A white dwarf colliding with a red giant can create a bow shock strong enough to peel away its outer layers, exposing the hidden carbon core. A new study suggests that the star WD 0525+526 likely formed this way, instead of following the usual evolutionary path of a single star. (Image: NASA/ ESA/STScI/ Ralf Crawford)

What looked like an ordinary star has revealed a violent past. Astronomers using the Hubble Space Telescope discovered that a white dwarf, once thought normal, is actually the remnant of two colliding stars.

White Dwarf with Unusual Origins

The star, named WD 0525+526, lies about 128 light-years away. At first, it appeared like any other white dwarf seen in visible light. But Hubble’s ultraviolet observations told a different story. Scientists identified anomalous levels of carbon in its atmosphere, an unmistakable indicator of a star merger. Normally, white dwarfs are covered with hydrogen and helium, which mask their carbon-rich interiors. Here, the cataclysmic collision removed the outer layers, revealing carbon.

Astronomers Detect Hidden Carbon Signals

The study, led by Snehalata Sahu and Boris Gaensicke from the University of Warwick, showed WD 0525+526 is hotter and more massive than most merger remnants. Its surface temperature reaches nearly 21,000 Kelvin and its mass is 1.2 times that of the sun. These features set it apart from the small number of similar stars already known.

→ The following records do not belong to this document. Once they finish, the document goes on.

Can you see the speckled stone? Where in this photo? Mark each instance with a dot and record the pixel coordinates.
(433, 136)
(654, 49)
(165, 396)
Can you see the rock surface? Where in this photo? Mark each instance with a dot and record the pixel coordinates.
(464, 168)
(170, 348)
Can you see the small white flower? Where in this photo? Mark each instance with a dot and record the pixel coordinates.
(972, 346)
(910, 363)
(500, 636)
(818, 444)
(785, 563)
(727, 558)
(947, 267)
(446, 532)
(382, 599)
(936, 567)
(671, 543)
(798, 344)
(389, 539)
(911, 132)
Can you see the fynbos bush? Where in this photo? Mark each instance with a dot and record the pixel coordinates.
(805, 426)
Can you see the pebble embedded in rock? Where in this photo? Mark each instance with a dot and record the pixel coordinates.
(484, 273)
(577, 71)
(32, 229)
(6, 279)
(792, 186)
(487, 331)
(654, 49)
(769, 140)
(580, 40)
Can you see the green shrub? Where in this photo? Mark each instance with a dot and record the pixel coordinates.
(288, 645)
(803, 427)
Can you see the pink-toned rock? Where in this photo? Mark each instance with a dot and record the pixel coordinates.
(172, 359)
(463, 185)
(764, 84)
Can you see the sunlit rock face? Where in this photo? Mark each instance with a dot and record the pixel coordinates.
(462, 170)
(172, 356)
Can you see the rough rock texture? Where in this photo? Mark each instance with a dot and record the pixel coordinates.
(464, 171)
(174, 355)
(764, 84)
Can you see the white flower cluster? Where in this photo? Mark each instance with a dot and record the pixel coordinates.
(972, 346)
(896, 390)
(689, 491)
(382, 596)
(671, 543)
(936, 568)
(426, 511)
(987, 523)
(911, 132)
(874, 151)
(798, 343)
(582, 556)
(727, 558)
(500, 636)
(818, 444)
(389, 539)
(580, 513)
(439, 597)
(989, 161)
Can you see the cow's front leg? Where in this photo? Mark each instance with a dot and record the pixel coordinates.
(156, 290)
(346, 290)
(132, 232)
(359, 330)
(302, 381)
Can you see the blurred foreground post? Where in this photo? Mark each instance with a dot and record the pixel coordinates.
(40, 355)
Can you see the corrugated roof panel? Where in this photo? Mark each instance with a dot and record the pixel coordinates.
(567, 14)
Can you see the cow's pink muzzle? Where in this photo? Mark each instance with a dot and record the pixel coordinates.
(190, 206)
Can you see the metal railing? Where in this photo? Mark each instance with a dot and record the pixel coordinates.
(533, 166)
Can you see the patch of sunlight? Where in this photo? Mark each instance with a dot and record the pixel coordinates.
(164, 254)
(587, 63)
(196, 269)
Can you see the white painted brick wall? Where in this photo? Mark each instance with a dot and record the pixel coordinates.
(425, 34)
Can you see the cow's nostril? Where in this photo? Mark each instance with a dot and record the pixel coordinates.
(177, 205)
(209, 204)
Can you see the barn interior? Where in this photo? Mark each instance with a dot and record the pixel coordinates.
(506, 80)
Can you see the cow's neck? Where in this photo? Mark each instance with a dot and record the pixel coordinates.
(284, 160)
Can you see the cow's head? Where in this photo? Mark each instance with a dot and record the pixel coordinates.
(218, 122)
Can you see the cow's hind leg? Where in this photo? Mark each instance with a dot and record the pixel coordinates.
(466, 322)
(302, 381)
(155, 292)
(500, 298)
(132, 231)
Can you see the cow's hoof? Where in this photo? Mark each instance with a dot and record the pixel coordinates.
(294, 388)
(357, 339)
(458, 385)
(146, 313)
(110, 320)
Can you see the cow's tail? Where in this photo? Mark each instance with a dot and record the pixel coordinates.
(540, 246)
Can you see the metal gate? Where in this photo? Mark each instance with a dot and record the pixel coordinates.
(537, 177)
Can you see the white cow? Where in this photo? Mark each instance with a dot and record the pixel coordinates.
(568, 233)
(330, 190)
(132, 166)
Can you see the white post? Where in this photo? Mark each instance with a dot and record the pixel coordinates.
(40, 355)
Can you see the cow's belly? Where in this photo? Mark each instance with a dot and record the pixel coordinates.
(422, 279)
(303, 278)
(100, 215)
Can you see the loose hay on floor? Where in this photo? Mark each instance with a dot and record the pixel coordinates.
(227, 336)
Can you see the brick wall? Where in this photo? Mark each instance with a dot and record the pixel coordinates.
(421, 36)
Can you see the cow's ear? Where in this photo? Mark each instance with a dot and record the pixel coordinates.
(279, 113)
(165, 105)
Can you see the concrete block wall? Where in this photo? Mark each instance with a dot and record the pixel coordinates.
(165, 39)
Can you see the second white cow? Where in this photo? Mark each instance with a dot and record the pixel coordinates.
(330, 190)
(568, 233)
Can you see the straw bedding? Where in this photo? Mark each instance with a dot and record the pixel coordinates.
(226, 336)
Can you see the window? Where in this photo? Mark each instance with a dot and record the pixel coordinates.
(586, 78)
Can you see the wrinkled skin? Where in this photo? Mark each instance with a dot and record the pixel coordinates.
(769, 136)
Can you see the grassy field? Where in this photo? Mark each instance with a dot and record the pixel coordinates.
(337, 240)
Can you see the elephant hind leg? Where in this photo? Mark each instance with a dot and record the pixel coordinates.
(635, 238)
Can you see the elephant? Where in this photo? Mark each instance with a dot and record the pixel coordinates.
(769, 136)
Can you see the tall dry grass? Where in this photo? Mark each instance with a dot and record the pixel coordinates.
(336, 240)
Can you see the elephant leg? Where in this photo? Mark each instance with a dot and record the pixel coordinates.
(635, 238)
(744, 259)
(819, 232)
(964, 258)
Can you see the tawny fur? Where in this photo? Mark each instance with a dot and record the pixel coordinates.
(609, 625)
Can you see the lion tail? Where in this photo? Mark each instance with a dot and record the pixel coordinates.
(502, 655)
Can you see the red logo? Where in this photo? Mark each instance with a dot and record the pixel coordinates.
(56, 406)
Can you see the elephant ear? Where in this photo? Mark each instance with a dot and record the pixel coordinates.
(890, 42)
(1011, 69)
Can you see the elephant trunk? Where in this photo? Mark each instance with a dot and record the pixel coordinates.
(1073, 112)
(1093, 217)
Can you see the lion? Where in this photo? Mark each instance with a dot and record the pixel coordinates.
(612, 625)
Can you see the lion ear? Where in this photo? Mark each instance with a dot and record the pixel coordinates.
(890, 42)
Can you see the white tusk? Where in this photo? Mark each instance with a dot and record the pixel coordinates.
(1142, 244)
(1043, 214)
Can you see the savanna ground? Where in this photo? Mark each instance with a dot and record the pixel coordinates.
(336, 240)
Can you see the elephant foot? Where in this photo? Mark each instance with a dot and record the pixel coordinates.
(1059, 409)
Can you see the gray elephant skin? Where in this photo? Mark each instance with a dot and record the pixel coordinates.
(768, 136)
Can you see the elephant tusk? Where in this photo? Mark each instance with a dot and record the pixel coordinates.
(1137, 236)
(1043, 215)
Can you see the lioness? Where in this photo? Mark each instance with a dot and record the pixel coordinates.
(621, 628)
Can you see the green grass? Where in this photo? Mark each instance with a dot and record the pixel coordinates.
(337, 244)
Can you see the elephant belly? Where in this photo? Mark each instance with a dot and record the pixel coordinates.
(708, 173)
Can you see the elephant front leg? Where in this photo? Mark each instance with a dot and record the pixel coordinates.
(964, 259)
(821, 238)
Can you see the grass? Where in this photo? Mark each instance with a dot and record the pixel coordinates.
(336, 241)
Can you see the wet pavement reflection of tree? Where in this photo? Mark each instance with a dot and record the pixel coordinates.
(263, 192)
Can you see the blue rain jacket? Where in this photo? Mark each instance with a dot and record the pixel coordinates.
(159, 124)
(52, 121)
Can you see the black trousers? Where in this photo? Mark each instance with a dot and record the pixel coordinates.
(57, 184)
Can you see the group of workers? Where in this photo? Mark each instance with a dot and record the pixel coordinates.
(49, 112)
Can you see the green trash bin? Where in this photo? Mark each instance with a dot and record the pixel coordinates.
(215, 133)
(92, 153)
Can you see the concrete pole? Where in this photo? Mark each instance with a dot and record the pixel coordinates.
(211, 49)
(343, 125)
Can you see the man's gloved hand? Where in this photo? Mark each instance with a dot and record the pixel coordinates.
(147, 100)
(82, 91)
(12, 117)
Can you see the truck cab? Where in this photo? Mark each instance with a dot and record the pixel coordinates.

Clues to Future Stellar Research

Because the star looked normal in visible light, astronomers now suspect that many other white dwarfs may conceal similar origins. The findings suggest that violent mergers could be more common than previously thought. Researchers plan to expand the study to see how many such stars exist and how these mergers may influence future supernovae. The discovery is detailed in the journal Nature Astronomy.